Dressing effects in laser assisted inelastic electron-atom scattering

How does a laser field influence the scattering of an electron by an atom or molecule? That is the question investigated by laser-assisted electron scattering (LAES) experiments. The first, and most commonly performed LAES experiments involved elastic scattering. Most of those experiments were well described by the Kroll-Watson Approximation\footnote{N. M. Kroll and K. M. Watson Phys. Rev. A 8, 804 (1973).} which ignores laser-target interactions. However, if the cross sections predicted using the KWA are small, then laser-target interactions are not necessarily negligible. Morimoto, et al reported the first observation of laser-target interactions in an LAES experiment in 2015\footnote{Y. Morimoto, R. Kanya and K. Yamanouchi Phys.
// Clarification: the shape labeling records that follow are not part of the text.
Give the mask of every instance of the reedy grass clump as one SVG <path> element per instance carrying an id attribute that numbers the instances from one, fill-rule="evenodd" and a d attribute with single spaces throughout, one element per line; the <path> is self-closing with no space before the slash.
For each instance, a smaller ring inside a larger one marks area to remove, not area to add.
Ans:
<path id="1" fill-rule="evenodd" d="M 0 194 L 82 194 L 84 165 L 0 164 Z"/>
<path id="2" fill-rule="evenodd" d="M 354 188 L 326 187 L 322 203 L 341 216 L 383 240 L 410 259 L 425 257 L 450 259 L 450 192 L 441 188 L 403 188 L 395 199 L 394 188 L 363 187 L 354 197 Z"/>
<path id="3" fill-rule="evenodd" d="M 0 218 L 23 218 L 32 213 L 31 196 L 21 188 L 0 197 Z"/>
Rev. Lett. 115, 123201 (2015)}. Their experiments were extremely challenging largerly due to the fact that the polarization of the target xenon atoms by the laser-field dressing was small, and only apparent at scattering angles less than 0.5$^\circ$. Here we will present an overview of LAES experiments and describe our recent work to observe laser-dressing effects during \textit{inelastic} electron-argon, and electron-helium scattering. The polarizability of excited argon, and helium is relatively large, making dressing effects easier to observe.